Jenis CLL: Variasi Genetik Penting
Ada dua tipe utama, yang dibedakan berdasarkan penanda genetik. Tes menganalisis perubahan pada gen TP53 (mengendalikan pertumbuhan sel) dan perubahan kromosom. Jika kromosom 17 hilang atau gen TP53 bermutasi, CLL menjadi lebih agresif dan lebih sulit diobati. Jika tidak, penyakit ini akan berkembang perlahan dengan gejala awal yang minimal.
Mengenali Gejalanya
Banyak pasien tetap bebas gejala selama bertahun-tahun. Gejala yang muncul dapat berupa:
- Pembengkakan kelenjar getah bening
- Mudah memar
- Kelelahan terus-menerus
- Demam berulang atau keringat malam
- Penurunan berat badan yang tidak dapat dijelaskan
- Sakit perut karena limpa yang membesar
- Sering infeksi
Diagnosis: Pendekatan Multi-Langkah
Dokter mendiagnosis CLL melalui kombinasi tes:
- Tes Darah: Menilai kadar limfosit, bentuk sel, dan perubahan DNA.
- Biopsi Sumsum Tulang: Memeriksa jaringan spons tempat sel darah dibuat.
- Pemindaian Pencitraan (CT, PET): Mendeteksi penyebaran kanker di jaringan lunak.
Strategi Perawatan: Dari Menunggu dengan Waspada hingga Terapi Tingkat Lanjut
Pengobatan tergantung pada stadium penyakit, jenis CLL, dan pengobatan sebelumnya. Pilihannya meliputi:
- Menunggu dengan Waspada: Untuk CLL tahap awal yang pertumbuhannya lambat, pengobatan segera mungkin tidak memperpanjang kelangsungan hidup. Pemantauan setiap 3–6 bulan merupakan standar.

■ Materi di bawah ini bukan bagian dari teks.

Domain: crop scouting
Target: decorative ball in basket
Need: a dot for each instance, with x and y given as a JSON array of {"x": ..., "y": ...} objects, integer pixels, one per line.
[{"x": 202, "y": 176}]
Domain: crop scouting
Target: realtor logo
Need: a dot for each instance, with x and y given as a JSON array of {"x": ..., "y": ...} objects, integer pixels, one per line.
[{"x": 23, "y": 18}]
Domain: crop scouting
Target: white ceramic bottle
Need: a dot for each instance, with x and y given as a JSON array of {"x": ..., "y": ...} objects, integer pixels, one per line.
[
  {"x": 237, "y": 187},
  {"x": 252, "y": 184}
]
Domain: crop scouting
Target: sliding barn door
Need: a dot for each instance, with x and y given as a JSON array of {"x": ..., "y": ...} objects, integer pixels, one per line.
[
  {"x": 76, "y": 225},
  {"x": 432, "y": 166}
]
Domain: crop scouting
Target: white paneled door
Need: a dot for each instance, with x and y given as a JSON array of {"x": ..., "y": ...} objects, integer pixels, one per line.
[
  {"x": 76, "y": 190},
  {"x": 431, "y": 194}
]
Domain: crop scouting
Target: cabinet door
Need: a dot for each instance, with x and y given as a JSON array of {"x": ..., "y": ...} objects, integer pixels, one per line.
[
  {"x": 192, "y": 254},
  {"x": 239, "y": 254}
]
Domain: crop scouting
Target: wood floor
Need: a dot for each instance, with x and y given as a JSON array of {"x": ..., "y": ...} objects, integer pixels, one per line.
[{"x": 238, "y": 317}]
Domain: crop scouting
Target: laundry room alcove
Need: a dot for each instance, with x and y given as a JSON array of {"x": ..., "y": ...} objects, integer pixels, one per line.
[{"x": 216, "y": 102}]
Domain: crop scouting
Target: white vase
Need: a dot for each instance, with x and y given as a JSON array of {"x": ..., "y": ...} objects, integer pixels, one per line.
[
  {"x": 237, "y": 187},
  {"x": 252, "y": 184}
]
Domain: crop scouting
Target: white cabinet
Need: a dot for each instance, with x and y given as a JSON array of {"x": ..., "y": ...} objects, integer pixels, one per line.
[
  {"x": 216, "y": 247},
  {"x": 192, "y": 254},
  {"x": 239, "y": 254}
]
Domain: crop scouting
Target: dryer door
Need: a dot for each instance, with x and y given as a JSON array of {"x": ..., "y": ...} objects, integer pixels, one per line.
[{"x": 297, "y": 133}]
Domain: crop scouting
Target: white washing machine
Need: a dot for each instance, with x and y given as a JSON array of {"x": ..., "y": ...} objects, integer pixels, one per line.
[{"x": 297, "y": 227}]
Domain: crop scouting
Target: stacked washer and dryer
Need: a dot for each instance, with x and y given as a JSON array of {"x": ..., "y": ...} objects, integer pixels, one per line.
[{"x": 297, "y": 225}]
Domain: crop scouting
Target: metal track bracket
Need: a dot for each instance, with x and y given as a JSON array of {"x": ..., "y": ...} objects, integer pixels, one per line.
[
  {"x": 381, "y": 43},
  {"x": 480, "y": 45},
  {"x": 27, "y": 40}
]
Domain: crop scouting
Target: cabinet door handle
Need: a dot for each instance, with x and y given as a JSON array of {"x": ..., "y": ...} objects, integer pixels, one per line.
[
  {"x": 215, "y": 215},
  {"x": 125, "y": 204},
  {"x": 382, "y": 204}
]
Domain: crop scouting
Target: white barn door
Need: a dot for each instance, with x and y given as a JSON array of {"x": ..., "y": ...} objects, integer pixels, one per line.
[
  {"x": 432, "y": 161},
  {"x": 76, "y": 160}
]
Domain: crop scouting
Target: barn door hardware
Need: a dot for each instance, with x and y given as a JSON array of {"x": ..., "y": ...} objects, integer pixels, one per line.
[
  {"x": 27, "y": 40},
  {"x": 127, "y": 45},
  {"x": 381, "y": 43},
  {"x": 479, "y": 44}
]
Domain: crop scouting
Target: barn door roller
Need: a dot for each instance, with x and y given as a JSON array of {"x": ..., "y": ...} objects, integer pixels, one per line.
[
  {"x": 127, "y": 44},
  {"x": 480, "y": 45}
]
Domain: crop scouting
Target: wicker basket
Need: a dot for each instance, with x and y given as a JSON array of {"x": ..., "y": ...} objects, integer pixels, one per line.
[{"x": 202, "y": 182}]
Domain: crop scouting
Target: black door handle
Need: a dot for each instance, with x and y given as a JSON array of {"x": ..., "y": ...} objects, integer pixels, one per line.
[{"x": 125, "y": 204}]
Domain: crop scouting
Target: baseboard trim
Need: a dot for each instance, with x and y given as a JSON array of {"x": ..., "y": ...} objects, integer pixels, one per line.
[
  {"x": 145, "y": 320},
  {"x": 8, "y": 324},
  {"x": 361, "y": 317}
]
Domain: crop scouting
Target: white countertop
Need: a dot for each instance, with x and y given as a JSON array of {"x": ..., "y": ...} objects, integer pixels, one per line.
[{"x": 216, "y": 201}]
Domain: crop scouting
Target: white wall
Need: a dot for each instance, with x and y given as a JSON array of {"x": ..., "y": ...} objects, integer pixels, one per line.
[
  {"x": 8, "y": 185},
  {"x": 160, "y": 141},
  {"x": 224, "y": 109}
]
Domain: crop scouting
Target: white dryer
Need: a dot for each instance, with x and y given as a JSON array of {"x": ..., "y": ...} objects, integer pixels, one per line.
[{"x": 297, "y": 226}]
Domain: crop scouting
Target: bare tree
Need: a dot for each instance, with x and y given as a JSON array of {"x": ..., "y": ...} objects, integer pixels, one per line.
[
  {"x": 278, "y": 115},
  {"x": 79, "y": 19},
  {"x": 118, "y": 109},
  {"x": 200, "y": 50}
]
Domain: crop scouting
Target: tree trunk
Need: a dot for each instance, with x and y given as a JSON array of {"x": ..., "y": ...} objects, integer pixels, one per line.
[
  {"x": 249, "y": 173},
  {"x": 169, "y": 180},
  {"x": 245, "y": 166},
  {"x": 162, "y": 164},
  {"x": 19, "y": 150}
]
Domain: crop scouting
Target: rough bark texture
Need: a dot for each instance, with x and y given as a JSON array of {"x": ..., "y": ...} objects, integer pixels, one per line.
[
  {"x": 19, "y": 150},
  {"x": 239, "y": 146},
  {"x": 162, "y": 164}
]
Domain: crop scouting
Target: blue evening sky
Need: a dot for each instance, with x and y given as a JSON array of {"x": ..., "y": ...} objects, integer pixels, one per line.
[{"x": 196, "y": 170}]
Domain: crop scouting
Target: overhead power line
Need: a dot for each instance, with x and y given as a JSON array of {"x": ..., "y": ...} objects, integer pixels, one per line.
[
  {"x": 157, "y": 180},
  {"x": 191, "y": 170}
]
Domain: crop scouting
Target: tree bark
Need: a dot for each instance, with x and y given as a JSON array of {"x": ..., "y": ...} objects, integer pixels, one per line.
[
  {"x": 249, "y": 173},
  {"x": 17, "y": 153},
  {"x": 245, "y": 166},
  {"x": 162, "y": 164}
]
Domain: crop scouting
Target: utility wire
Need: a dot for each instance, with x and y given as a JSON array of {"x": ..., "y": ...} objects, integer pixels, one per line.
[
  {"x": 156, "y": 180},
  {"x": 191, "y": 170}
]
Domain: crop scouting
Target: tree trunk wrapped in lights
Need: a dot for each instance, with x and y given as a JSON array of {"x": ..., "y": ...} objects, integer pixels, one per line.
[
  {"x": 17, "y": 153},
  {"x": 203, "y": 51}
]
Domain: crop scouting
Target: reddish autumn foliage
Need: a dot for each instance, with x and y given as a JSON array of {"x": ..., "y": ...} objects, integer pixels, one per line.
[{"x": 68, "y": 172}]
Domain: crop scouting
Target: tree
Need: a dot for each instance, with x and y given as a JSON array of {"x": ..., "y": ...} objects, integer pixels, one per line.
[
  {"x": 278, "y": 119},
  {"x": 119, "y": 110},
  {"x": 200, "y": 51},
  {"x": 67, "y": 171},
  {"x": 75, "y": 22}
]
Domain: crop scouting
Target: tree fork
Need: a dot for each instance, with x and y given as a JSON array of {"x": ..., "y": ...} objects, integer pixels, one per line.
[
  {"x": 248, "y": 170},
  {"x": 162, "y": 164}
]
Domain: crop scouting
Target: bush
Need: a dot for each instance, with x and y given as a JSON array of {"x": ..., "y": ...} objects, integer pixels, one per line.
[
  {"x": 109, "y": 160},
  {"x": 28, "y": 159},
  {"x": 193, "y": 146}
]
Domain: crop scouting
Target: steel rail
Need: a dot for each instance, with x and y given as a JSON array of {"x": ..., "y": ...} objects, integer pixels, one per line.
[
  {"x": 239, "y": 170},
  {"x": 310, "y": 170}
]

- Terapi Bertarget: Pengobatan memblokir protein spesifik pada sel kanker, seringkali dengan efek samping yang lebih sedikit. Contohnya termasuk acalabrutinib, ibrutinib, dan venetoclax.
- Kemoterapi: Obat kuat membunuh sel kanker, digunakan ketika terapi yang ditargetkan tidak efektif atau untuk CLL agresif.
- Imunoterapi: Meningkatkan sistem kekebalan tubuh untuk melawan kanker. Pilihannya termasuk terapi sel CAR T (peningkatan sel kekebalan yang dimasukkan kembali ke dalam tubuh) dan antibodi monoklonal (protein yang menarik sel kekebalan terhadap kanker).
- Transplantasi Sel Induk: Mengganti sumsum tulang yang sakit dengan sel induk yang sehat (jarang digunakan untuk CLL).
- Radiasi: Digunakan untuk menghilangkan rasa sakit atau sebelum transplantasi sel induk (jarang terjadi pada CLL).
- Pembedahan/Leukapheresis: Jarang diperlukan, namun dapat mengatasi komplikasi seperti pembesaran limpa atau jumlah sel darah putih yang tinggi.
Potensi Komplikasi: Selain Leukemia Itu Sendiri
CLL dapat menyebabkan:
- Sering Infeksi: Karena melemahnya fungsi kekebalan tubuh.
- Kanker Lainnya: Peningkatan risiko melanoma, kanker paru-paru, atau kanker pencernaan.
- Sindrom Richter: Suatu bentuk limfoma yang jarang dan agresif.
- Masalah Autoimun: Sistem kekebalan menyerang sel darah merah atau trombosit.
CLL adalah suatu kondisi yang kompleks, namun deteksi dini dan pengobatan modern memberikan banyak pasien penatalaksanaan yang efektif dan kelangsungan hidup yang lama. Memahami perkembangan penyakit, faktor risiko, dan pilihan pengobatan memberdayakan individu untuk menavigasi diagnosis ini dengan keyakinan penuh.